Okaloosa County School District technology staff updated the board on classroom-device deployments, interactive panels and virtual-reality pilots aimed at increasing student engagement and supporting state assessments.

District instructional staff said the district is 1:1 with iPads for kindergarten through third grade and has two pilot schools operating as full 1:1 Apple sites. The district still maintains Chromebooks in many classrooms where keyboards are needed; leaders said the longer-term plan is to gradually increase iPad presence while honoring existing device-management contracts.

Technology director Hillary Baron and her team reported roughly 760 ClearTouch interactive panels installed so far and listed schools that now have a ClearTouch in every classroom. "We have right now a total of about 760 ClearTouch boards in our school district," Baron said.
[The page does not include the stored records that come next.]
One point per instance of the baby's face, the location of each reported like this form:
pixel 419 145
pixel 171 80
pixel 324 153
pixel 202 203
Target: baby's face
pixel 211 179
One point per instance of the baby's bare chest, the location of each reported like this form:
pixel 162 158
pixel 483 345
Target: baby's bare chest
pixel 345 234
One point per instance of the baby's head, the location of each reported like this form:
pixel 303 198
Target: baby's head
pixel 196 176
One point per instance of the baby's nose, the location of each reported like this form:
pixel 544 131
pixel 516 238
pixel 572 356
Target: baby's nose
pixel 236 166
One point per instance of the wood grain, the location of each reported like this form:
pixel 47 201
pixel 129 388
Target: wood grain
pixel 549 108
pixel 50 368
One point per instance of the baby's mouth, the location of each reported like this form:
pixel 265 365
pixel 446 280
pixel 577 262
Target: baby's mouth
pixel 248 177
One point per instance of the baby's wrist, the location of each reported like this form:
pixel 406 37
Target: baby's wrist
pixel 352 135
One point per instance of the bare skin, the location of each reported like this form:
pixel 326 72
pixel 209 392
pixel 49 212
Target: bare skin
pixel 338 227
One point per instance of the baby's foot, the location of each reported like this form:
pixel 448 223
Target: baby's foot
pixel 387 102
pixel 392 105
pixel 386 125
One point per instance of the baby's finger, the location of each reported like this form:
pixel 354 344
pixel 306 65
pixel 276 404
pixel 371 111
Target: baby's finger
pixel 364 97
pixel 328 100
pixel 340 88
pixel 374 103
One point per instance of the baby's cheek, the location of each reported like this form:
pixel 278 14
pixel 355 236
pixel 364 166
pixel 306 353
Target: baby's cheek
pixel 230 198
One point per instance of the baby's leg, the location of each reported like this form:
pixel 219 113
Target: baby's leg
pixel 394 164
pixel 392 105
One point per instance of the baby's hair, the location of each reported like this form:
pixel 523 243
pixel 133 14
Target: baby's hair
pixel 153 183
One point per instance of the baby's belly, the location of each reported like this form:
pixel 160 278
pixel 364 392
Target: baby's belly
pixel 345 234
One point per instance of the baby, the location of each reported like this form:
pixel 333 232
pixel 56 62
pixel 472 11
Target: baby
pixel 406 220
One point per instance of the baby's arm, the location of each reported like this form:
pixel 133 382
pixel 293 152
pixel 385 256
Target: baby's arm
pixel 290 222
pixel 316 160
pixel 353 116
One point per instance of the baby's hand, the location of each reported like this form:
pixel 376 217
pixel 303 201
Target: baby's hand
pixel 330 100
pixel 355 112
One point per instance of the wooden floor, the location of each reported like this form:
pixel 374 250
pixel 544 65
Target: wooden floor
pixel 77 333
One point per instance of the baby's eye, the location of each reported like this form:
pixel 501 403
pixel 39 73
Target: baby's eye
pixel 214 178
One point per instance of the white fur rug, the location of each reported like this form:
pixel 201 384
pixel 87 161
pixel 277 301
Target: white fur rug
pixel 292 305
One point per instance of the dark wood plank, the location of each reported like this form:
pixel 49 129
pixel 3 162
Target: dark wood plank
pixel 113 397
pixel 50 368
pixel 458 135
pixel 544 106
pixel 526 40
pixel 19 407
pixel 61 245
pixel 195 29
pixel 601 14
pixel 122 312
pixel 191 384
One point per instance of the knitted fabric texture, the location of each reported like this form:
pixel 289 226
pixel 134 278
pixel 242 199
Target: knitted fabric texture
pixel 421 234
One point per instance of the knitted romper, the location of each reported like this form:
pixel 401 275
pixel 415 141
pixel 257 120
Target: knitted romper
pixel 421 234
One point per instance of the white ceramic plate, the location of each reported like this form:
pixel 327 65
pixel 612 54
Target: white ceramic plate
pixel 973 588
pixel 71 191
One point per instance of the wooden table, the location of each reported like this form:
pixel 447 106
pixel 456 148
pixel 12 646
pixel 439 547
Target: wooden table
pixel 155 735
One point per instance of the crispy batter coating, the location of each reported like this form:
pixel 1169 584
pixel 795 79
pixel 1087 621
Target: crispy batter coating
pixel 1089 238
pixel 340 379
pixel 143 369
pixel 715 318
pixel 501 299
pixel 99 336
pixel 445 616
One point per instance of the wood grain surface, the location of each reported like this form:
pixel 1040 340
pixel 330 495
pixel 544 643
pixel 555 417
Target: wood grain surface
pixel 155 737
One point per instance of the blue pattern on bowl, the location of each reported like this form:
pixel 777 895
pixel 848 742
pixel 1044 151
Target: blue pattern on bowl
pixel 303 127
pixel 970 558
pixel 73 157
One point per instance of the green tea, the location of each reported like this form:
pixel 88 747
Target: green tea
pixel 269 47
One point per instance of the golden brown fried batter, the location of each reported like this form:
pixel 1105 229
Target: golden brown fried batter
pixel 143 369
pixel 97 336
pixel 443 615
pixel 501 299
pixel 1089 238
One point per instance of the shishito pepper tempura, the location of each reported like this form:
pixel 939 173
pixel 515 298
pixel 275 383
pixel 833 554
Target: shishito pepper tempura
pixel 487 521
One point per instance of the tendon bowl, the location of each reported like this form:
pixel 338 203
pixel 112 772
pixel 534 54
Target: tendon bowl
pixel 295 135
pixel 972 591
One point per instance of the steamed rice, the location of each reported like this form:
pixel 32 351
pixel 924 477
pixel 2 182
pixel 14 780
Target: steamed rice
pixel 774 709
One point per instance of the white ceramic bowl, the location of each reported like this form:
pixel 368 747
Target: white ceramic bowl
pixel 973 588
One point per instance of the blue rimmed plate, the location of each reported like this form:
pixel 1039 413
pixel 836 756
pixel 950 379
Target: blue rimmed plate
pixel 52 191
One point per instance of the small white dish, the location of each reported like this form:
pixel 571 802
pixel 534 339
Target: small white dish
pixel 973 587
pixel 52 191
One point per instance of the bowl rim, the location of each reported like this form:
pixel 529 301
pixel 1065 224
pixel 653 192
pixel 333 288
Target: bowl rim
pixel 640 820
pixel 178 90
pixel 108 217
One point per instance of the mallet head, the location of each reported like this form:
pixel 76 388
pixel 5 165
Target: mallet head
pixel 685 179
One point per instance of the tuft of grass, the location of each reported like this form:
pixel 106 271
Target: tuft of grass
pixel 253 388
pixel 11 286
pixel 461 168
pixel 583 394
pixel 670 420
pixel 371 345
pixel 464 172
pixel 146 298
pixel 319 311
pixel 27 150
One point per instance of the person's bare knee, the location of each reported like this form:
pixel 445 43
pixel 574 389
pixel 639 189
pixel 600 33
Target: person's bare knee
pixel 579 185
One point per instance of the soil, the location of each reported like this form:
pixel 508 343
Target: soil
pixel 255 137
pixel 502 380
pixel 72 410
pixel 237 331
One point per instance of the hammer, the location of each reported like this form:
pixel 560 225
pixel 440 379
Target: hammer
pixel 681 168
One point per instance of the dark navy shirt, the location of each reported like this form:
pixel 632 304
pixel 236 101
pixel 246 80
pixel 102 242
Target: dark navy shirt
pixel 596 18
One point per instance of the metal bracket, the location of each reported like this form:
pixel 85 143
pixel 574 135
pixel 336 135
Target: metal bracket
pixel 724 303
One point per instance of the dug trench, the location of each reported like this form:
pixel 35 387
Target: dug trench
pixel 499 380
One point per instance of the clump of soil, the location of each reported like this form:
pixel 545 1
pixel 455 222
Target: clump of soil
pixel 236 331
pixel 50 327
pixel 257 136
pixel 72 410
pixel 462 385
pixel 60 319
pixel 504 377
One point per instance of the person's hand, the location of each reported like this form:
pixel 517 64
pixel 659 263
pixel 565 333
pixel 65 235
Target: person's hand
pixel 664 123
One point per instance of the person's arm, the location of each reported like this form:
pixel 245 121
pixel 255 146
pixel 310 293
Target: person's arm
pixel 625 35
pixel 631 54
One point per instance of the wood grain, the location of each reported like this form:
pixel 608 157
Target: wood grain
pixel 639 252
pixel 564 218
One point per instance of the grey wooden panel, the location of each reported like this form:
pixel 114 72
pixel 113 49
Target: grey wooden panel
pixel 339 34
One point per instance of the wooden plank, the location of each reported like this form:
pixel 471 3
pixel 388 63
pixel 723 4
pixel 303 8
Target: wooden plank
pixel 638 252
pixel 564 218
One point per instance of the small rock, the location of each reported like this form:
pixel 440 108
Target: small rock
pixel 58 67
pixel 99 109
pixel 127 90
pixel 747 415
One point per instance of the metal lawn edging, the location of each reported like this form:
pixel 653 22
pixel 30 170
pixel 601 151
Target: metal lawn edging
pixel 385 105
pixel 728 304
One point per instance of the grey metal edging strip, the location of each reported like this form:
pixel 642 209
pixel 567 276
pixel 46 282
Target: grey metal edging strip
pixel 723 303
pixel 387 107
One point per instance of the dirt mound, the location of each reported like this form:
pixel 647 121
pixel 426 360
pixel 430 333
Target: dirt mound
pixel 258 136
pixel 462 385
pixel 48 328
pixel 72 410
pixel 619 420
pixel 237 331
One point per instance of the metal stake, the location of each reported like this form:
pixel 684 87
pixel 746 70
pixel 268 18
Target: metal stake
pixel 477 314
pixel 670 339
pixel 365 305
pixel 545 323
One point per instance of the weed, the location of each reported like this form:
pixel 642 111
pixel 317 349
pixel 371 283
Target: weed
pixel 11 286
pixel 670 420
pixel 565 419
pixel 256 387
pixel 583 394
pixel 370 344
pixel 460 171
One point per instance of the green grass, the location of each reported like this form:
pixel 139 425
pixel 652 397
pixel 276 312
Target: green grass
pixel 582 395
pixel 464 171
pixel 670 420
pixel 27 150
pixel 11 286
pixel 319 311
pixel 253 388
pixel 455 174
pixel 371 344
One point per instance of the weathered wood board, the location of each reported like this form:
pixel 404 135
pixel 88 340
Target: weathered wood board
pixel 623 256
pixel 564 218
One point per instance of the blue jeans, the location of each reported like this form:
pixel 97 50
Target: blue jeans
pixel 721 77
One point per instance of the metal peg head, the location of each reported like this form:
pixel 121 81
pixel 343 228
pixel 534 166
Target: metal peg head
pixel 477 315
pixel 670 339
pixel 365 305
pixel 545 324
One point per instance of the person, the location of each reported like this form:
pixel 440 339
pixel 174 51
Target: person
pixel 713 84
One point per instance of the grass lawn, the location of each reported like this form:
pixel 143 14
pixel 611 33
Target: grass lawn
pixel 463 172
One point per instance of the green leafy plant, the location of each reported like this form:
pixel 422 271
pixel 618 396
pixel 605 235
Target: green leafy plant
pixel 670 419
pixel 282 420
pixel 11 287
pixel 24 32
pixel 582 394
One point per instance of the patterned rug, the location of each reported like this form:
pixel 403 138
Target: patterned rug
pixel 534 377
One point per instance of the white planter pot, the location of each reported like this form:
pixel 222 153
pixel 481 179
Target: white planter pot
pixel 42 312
The district prioritized third-grade ELA/math, algebra and geometry, foundational math and ninth- and tenth-grade ELA for recent ClearTouch rollouts because those were areas identified for improvement on state assessments.

Staff described PRISMS VR headsets (initially funded by an FPL grant) in elementary and secondary classrooms for math and science modules. The district expanded the VR curriculum to include science and said VR has provided access to virtual labs and experiences that improved engagement and accessibility for some students.

Baron emphasized training: since last summer the district reported dozens of school-sponsored trainings and hundreds of teacher consultations. "Teachers are so excited about the technology that they're willing to go after school on Saturdays and during the summer to be able to use them to engage students," she told the board. Staff said they will continue piloting 1:1 Apple school rollouts and evaluate results before expanding to more schools.

Provenance: Presentation and board Q&A recorded in the transcript during the technology section and device demonstrations, beginning with the district's technology overview and concluding with training and pilot follow-up.